A black thorned wire of Sid comes down to cut through the darkness inside of Max.
The history of Mr. Kong shifts in Max’s hand; it turns the wire aside.
The knives of Sid burst forth from the sea like the tendrils of a beast; and the history cuts sideways and blocks two, three, four, but not the fifth.
He cuts through the man.
He hooks into the man.
He seizes up the man and stares into him and the world beats with the tempo of his angry breath.
Max’s left hand closes around the point of a curved and rusty knife.
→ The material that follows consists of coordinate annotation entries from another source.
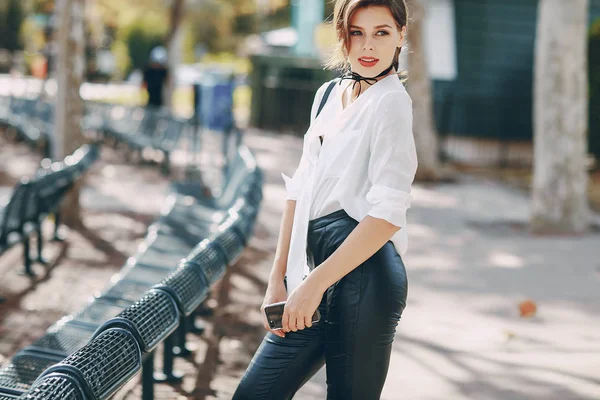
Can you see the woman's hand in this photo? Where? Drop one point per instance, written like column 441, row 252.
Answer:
column 301, row 305
column 275, row 293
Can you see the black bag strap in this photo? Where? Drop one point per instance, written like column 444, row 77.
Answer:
column 326, row 95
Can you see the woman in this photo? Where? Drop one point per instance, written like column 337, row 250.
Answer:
column 344, row 221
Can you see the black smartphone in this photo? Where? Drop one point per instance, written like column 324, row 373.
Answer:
column 274, row 313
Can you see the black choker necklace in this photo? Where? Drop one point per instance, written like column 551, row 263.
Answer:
column 357, row 78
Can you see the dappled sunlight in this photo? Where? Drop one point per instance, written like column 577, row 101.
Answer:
column 431, row 197
column 505, row 260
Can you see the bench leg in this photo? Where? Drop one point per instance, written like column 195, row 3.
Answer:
column 181, row 349
column 166, row 166
column 148, row 377
column 40, row 258
column 195, row 328
column 168, row 375
column 57, row 236
column 27, row 258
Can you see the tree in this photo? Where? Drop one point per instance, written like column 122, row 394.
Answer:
column 419, row 87
column 70, row 69
column 11, row 19
column 174, row 46
column 559, row 195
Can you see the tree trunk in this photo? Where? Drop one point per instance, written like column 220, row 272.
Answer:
column 419, row 87
column 559, row 195
column 69, row 104
column 174, row 47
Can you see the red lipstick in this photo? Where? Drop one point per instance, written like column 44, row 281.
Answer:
column 368, row 61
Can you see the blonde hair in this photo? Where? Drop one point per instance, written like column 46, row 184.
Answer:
column 343, row 10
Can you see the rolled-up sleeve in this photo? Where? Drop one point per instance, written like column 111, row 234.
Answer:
column 393, row 159
column 293, row 185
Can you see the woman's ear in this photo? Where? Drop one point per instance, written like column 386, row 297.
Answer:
column 402, row 37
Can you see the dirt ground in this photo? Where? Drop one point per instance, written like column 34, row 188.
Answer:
column 119, row 201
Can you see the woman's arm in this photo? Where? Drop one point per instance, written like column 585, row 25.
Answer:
column 365, row 240
column 283, row 243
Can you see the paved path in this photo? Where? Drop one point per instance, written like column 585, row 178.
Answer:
column 470, row 262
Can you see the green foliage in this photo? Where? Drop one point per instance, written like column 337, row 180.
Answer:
column 140, row 42
column 594, row 88
column 135, row 40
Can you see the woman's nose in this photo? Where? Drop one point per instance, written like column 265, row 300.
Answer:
column 368, row 44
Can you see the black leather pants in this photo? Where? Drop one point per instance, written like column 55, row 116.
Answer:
column 359, row 315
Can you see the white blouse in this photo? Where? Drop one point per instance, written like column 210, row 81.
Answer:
column 366, row 165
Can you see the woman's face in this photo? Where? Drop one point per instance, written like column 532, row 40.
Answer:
column 374, row 37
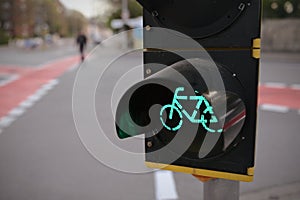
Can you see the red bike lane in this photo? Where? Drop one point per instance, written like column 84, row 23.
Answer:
column 28, row 80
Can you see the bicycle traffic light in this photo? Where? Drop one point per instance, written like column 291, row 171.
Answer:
column 198, row 103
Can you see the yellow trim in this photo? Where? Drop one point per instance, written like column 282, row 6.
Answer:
column 256, row 43
column 202, row 172
column 256, row 53
column 250, row 171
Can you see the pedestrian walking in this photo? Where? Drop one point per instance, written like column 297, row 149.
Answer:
column 81, row 42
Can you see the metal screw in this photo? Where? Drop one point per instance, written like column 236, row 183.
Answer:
column 241, row 6
column 154, row 13
column 148, row 71
column 149, row 144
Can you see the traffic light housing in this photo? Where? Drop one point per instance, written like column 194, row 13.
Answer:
column 192, row 122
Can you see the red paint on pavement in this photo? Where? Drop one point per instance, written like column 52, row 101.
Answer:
column 287, row 97
column 29, row 81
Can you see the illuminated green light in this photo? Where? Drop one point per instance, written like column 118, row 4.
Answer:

He shifts his right arm over a wire of Sid for leverage; and by chance or planning, he catches a leaf of Good between his shoulder and the wire, so that for a moment it does not cut.
He twists the knife sharply, as if it were Sid’s kneecap.
The sound from Sid is like the shriek of startled birds.
Through the space occupied by Max’s torso, a sleeting of sharp edges flies.
The grip of Sid releases.
For a lingering moment, Sid is quite still.
Then he sunders the air, he cuts the sky, he makes a thunder with his wings, he falls on Max like vultures, like lightning, like the rain. A rumble builds in him, like a purr, like a roar, like the blast of an engine, to shudder the world apart.
A drop of blood floats free.
But it is as if Sid has cut the air between two lovers, or the space between two/words.
In that place, in that moment, under the eyes of Good and drawn together by Red Mary when once scattered far apart, the pieces that make up Max are holding together not by assertion but by choice.
He is not the blood and he is not the bone; not the hand and not the eye; not the flowering rain of red but the dharma: Max.
He holds himself together.
He seizes a bundle of wires of Sid.
Without looking at the hideous gap of the horizon or the burning eye of the Good, he vents a great-voiced shout and he twists the siggort in his grip and he drags the siggort down into the sea.